Mais, le mois suivant, de nouvelles lettres de Robert ne contenaient encore que des encouragements à tenir bon contre les manœuvres de Jean Galéas et n'annonçaient pas la venue de l'ambassadeur si impatiemment attendu[875]. Cependant Isabeau déplorait les atermoiements de l'Empereur qui laissaient le champ libre aux amis de Wenceslas. Toutefois elle espérait toujours une entente, même sur l'affaire du schisme, puisque Robert, à demi brouillé avec Boniface IX depuis la campagne de Lombardie, paraissait disposé à accepter la voie de cession[876]. Aussi multipliait-elle les messages à Heidelberg, et, en août, elle y députait le mari d'une de ses confidentes, Etienne de Semihier[877], chargé de propositions conçues en termes singulièrement précis: Charles VI et Robert se mettraient d'accord pour faire l'union de l'Eglise; le Roi de France exigerait de Jean Galéas un traité favorable à l'Empereur; si Galéas résistait, une armée française et impériale le renverserait, puis irait à Rome imposer à Boniface la voie de cession. Tous les détails de l'alliance avec l'Empire seraient réglés par le duc Louis de Bavière dont la présence à Paris était instamment réclamée[878].

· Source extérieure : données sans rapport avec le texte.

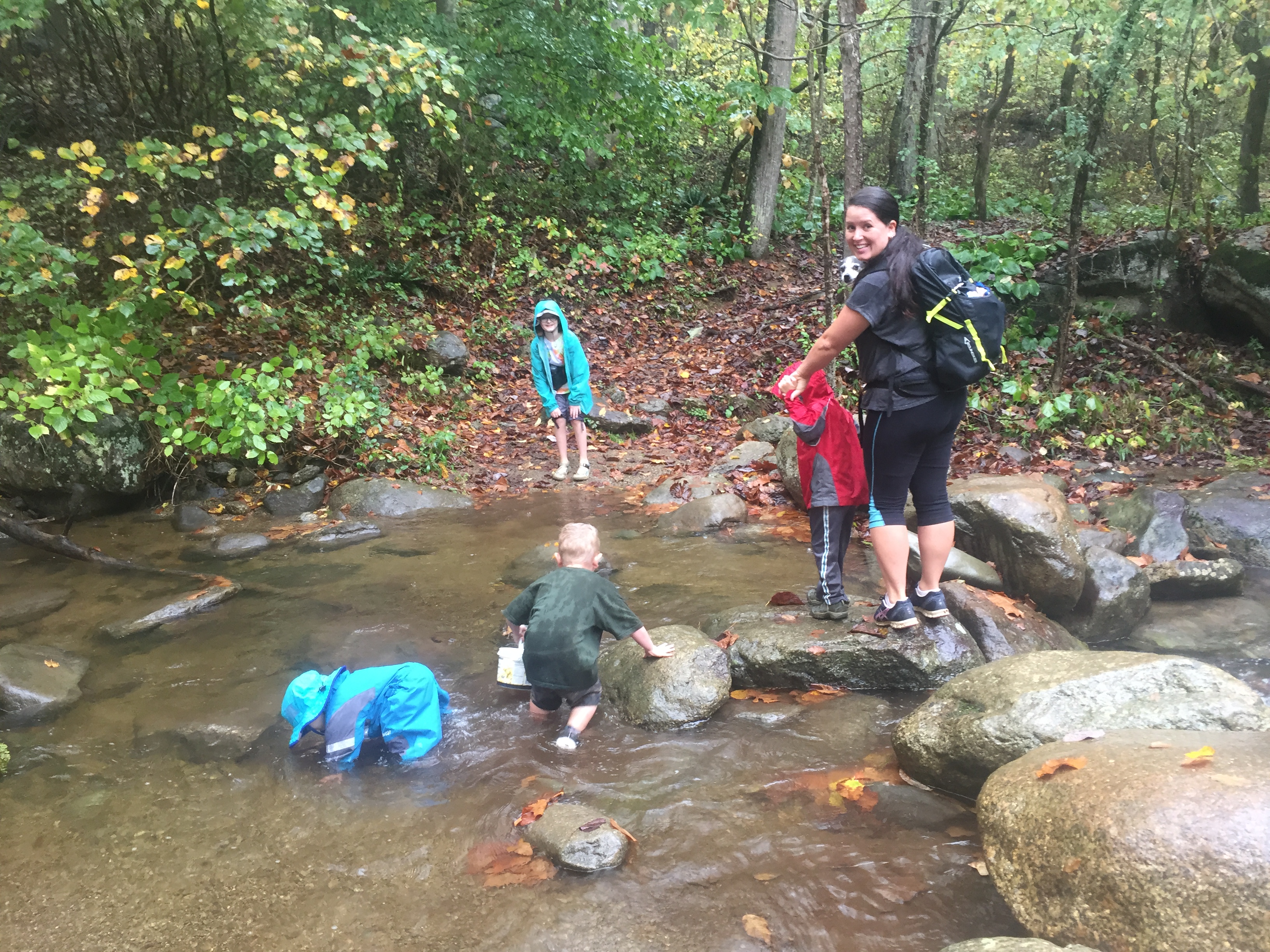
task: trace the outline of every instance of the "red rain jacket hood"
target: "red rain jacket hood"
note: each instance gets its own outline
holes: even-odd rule
[[[798,363],[791,363],[781,376],[798,368]],[[773,386],[772,392],[785,401],[794,420],[804,506],[865,505],[869,481],[856,424],[834,399],[824,371],[813,373],[796,399],[781,393],[780,385]]]

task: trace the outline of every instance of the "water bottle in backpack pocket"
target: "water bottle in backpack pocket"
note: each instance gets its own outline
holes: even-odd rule
[[[946,249],[927,248],[913,261],[913,288],[926,311],[935,377],[947,390],[975,383],[1005,362],[1006,306],[972,281]]]

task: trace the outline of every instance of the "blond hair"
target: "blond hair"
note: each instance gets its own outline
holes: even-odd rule
[[[560,562],[577,565],[591,561],[599,552],[599,533],[584,522],[570,522],[560,529]]]

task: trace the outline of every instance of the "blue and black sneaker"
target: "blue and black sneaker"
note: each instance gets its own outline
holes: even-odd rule
[[[949,613],[949,607],[944,603],[944,593],[939,589],[927,592],[925,595],[913,589],[913,608],[927,618],[944,618]]]
[[[878,625],[889,625],[892,628],[912,628],[917,625],[917,616],[913,614],[913,603],[907,598],[900,599],[889,608],[884,598],[881,604],[878,605],[878,611],[874,612],[874,621]]]

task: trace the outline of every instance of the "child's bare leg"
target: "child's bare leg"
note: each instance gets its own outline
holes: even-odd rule
[[[596,716],[596,707],[598,704],[584,704],[583,707],[575,707],[569,712],[569,726],[573,727],[578,734],[587,730],[587,725],[591,724],[591,718]]]

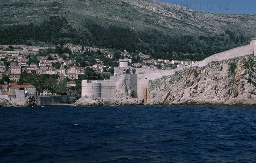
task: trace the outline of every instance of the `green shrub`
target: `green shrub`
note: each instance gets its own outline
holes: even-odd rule
[[[229,70],[231,74],[235,73],[236,69],[236,64],[235,63],[233,63],[230,64]]]

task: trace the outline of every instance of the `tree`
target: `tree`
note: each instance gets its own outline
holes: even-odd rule
[[[66,89],[67,88],[67,81],[64,80],[58,83],[56,85],[56,94],[61,94],[65,93]]]

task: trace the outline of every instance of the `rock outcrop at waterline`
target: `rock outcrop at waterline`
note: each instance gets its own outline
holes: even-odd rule
[[[256,104],[255,57],[212,62],[149,81],[149,105]]]
[[[35,107],[37,106],[36,100],[33,96],[29,96],[25,98],[24,107]]]
[[[0,107],[7,108],[12,107],[12,105],[9,101],[5,98],[0,98]]]

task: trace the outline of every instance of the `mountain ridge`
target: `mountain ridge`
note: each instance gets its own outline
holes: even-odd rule
[[[58,26],[61,30],[52,37],[54,39],[48,37],[48,40],[42,40],[47,44],[70,42],[102,48],[127,49],[133,52],[137,49],[153,54],[154,57],[162,57],[164,53],[167,53],[164,55],[169,57],[176,55],[174,52],[199,53],[206,55],[201,57],[203,59],[247,44],[256,35],[256,26],[253,26],[256,24],[256,14],[212,14],[152,0],[17,2],[1,0],[0,2],[3,4],[0,26],[3,28],[13,26],[10,24],[16,25],[15,28],[17,24],[26,24],[17,27],[19,32],[23,32],[22,30],[32,23],[39,26],[39,31],[34,33],[41,34],[41,26],[44,26],[46,21],[46,24],[51,24],[51,20],[48,20],[56,19],[58,24],[58,19],[64,23],[67,22],[67,25]],[[52,16],[60,18],[52,18]],[[52,22],[53,25],[55,23]],[[4,35],[4,31],[15,33],[15,30],[2,30],[2,34]],[[39,43],[33,39],[40,37],[16,37],[12,39],[14,40],[12,42],[6,43],[20,43],[22,40],[23,43],[27,41],[36,45]]]

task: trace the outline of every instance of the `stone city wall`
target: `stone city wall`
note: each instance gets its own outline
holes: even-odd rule
[[[212,61],[221,61],[222,60],[235,57],[253,54],[253,47],[250,45],[239,47],[221,53],[217,53],[205,58],[201,61],[189,65],[187,66],[198,66],[199,67],[202,67],[206,66]]]

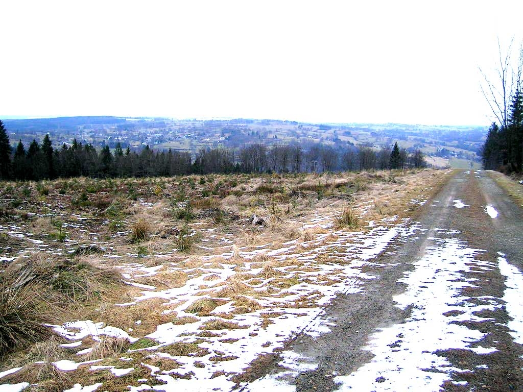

[875] Dans ces lettres, datées du 6 juillet, Robert confirmait les lettres du 16 juin et annonçait ses succès en Bohême. Jarry, Vie politique de Louis d'Orléans, p. 271.

[876] Boniface IX avait refusé de couronner le nouvel Empereur, pour ne pas s'exposer à une guerre avec Jean Galéas. Jarry..., p. 269.

[877] Plusieurs mentions des Comptes de l'Hôtel et de l'Argenterie de la Reine concernent Anne de Robequin, dame de Semihier.

[878] Dom Martène, Amplissima Collectio, t. IV, p. 104, 106, 107.

Si l'Empereur avait accepté les offres de la Reine, il est probable que celle-ci aurait eu sur Philippe de Bourgogne et sur le Conseil royal l'influence nécessaire pour faire conclure le traité projeté et préparer l'expédition contre Jean Galéas. Mais Robert était lent dans sa politique, de plus il manquait de franchise, n'étant pas encore résolu à rompre avec le pape de Rome et avec l'Angleterre. Cependant les lettres d'Isabeau étaient si pressantes qu'il ne put tarder plus longtemps à envoyer à Paris, avec les conseillers impériaux, Jean de Dalberg et Job Verner, Louis de Bavière[879] dont il avait pu apprécier, depuis deux ans, le dévouement et les talents diplomatiques.

[879] Les lettres de créance de ces ambassadeurs étaient datées du 23 août. J. Janssen, Frankfurts Reichs Correspondenz, t. I, p. 711.

Cette mission venait à point pour le duc. Il accepta d'autant plus volontiers de retourner en France qu'il venait de se créer en Bavière les plus grandes difficultés. Il s'était emparé de Munich au détriment de ses cousins Guillaume et Ernest[880]. Cet acte inique avait été désapprouvé par son père, et tous les princes bavarois se préparaient à en tirer vengeance; aussi, après avoir rançonné Munich, ne pensait-il qu'à quitter l'Allemagne.